Choosing profit over people seems rather dehumanizing. People seem to disregard their intrinsic connection with others, focusing on individual gain. Individualisation is a visible driver in the way the housing market functions, too. From the physical structure of most houses, to how the management of the space is organised, it facilitates separation. Thus, most inhabitants live separately from their neighbours, having little attention for getting to know each other. Landlords and housing corporations operate selfishly, prioritizing their own material gain and disregarding or even harming the wellbeing of the people they are hosting. The lack of community, of a culture of care and a spirit of sharing and mutual support create many of the problems that I previously laid out.   

Therefore, this project is a concrete example of the kind of societal challenges I wish to act upon. I believe it provides a fertile ground for exploring my two layers of interest in practice – an eco-entangled view of society and an approach based on embodiment and art-based practices. In my study I feel most connected to the perspective and methods of process design. This is also the approach I wish to take for this project. I wish to facilitate the process of the group creating our own unique, fair, fluid structure. I will do that by designing various interventions, dialogues, meetings or sessions – from more informal and neighbourly, like eating, painting or hiking together – to more formal and procedural – like general meetings, brainstorms or elections. 

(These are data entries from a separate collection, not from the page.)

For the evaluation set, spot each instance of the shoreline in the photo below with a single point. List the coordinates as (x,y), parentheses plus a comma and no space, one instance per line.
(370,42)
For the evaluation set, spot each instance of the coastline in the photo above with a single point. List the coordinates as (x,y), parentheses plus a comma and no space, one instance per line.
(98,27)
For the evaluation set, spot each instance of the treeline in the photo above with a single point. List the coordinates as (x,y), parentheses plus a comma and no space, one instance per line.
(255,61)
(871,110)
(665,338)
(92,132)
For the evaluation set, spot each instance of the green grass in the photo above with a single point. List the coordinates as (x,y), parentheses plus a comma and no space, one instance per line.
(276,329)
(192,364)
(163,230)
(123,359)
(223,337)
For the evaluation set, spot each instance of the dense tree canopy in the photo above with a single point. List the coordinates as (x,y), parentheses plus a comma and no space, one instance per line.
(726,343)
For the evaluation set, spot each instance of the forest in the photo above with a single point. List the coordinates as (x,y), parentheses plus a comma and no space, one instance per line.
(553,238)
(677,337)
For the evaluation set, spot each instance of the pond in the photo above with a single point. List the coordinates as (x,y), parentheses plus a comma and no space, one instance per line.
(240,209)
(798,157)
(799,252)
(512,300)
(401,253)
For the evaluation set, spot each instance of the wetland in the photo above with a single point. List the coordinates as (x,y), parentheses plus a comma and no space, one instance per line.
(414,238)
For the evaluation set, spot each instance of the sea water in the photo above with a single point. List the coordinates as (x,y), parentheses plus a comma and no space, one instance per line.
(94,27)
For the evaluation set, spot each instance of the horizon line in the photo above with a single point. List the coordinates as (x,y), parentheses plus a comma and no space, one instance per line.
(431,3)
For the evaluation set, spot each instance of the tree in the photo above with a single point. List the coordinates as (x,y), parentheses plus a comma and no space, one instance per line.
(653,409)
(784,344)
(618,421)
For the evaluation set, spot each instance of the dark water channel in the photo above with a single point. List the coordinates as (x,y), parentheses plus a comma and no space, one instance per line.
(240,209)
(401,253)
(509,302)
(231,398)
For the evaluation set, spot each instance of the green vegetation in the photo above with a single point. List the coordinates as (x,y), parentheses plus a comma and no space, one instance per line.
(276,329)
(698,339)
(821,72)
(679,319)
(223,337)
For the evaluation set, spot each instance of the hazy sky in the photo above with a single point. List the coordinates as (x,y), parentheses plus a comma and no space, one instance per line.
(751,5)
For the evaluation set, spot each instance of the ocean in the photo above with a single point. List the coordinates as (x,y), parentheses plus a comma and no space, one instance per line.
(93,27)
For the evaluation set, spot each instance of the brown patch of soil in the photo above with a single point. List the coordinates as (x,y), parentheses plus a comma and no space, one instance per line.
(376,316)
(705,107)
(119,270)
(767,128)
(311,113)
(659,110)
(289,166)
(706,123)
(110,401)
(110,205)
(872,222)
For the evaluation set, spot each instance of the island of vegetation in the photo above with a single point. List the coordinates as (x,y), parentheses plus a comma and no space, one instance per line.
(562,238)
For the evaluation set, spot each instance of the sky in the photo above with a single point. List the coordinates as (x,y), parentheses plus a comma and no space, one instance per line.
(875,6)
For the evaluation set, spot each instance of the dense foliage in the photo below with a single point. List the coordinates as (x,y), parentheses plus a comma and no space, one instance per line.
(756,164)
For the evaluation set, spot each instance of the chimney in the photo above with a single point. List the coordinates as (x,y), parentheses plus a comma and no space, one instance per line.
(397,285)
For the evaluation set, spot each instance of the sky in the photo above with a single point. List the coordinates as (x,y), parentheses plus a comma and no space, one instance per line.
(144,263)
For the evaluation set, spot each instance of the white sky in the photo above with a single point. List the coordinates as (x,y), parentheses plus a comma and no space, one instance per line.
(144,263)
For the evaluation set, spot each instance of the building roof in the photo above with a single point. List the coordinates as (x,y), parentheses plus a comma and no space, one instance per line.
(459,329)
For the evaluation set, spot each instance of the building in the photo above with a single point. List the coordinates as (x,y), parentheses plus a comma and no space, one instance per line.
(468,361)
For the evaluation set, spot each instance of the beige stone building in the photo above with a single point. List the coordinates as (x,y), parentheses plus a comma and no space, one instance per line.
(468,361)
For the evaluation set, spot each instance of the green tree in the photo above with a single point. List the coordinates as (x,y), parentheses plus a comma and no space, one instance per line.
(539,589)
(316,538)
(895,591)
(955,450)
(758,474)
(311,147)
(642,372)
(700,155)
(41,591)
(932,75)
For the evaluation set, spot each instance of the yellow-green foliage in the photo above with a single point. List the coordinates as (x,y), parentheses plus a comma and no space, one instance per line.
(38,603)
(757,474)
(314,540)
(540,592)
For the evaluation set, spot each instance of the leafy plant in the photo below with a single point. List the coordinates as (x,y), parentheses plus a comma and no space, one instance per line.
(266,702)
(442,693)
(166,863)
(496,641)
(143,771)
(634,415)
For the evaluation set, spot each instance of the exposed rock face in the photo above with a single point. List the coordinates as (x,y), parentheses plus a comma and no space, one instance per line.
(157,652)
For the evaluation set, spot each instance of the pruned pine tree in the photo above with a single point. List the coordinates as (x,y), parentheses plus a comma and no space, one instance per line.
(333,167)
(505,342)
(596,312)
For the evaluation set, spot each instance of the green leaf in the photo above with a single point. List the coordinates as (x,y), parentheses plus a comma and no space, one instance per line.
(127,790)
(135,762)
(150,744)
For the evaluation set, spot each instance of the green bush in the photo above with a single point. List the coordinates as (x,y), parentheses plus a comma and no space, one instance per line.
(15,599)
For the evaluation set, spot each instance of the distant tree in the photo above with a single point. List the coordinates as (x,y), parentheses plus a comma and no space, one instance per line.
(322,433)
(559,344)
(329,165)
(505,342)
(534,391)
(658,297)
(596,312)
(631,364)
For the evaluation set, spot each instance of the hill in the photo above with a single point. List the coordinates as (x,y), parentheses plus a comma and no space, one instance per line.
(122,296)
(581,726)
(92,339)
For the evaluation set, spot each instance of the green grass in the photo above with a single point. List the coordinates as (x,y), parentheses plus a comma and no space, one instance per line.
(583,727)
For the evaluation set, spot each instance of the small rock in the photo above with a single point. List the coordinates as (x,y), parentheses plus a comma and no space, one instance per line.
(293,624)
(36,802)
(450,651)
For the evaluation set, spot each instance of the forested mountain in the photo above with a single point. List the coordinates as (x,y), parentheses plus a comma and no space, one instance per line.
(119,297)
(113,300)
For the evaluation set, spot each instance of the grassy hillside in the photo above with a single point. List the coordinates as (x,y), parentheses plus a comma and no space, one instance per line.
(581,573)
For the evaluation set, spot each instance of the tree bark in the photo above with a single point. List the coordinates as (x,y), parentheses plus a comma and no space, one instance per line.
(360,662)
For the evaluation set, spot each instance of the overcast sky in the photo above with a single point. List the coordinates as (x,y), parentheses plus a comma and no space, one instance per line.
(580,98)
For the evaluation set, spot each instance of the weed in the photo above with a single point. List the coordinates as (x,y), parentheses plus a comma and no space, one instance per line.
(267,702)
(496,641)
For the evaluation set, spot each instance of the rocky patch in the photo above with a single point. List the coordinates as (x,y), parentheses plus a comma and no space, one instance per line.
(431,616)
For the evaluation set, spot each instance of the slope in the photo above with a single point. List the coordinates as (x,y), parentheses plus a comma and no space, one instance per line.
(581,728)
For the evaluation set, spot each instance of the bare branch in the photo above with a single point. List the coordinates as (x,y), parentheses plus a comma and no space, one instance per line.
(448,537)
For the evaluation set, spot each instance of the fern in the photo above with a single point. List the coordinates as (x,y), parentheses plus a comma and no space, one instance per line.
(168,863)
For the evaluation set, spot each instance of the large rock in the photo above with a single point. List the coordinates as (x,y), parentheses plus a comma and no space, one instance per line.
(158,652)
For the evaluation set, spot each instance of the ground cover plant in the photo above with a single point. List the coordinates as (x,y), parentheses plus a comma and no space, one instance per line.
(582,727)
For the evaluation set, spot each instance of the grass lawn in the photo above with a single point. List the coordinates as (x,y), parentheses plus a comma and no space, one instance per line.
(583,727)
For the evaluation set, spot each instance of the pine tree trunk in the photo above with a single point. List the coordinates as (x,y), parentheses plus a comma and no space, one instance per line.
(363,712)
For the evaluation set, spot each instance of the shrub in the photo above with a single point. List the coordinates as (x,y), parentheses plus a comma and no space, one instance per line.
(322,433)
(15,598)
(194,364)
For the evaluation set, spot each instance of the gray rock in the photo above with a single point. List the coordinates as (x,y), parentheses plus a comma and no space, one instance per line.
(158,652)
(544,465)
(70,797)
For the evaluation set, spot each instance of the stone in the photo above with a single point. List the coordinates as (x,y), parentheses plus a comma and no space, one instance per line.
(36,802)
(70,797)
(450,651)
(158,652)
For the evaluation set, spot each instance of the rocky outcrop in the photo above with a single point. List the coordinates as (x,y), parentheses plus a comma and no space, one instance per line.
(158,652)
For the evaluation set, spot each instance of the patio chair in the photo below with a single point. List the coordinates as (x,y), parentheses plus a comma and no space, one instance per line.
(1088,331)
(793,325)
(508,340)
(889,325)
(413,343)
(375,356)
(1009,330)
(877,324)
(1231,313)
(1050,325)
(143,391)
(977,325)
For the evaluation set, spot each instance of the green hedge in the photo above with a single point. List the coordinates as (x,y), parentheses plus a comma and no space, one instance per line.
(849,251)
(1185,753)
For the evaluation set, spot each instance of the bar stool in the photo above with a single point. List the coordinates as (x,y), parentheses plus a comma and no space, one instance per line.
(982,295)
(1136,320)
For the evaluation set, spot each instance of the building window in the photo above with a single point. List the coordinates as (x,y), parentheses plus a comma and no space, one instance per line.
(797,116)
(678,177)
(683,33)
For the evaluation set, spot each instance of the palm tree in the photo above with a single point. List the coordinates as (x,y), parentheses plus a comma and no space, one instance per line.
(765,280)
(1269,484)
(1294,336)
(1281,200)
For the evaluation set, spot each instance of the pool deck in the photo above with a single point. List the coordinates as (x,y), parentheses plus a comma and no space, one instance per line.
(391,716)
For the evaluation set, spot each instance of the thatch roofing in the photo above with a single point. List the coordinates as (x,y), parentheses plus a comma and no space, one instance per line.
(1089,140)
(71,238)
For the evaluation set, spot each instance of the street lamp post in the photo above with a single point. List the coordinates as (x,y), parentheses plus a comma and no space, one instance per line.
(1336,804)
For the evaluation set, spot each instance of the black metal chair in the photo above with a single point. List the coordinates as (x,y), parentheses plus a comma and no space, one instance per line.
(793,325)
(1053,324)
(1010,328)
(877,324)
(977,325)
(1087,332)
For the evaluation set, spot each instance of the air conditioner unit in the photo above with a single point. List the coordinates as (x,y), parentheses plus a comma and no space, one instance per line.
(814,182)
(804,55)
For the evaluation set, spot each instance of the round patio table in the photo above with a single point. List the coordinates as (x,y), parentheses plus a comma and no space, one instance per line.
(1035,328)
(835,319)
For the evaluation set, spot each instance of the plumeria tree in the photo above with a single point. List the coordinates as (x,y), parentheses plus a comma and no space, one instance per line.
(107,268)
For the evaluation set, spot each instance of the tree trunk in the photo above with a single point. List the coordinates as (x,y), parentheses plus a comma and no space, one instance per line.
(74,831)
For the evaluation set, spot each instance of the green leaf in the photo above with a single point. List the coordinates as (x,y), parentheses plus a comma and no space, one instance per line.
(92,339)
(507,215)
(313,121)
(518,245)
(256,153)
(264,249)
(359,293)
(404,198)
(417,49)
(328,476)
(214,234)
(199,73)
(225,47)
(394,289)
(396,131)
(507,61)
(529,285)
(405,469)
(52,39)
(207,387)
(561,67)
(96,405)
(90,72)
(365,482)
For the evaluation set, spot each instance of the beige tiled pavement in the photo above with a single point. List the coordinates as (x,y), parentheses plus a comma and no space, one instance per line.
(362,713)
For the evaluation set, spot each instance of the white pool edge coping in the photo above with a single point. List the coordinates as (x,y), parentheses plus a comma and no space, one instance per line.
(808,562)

Through these interventions I wish to connect people to themselves, each other, their environment and the world at large. I wish to stimulate collaborative interactions and to build relationships. I wish to create a safe and just atmosphere, where vulnerability is welcome and valued. I wish to aid the forming of a web of mutual care and support. Guided by this purpose, I am curios to explore how movement and art practices can be of use. Additionally, I wonder what my own way of employing these tools is. In other words, I would like to start forming my own approach of facilitating bottom-up, non-hierarchical, decentralised communities, informed by mindfulness, dance and theatre improvisation, somatic practices and so on.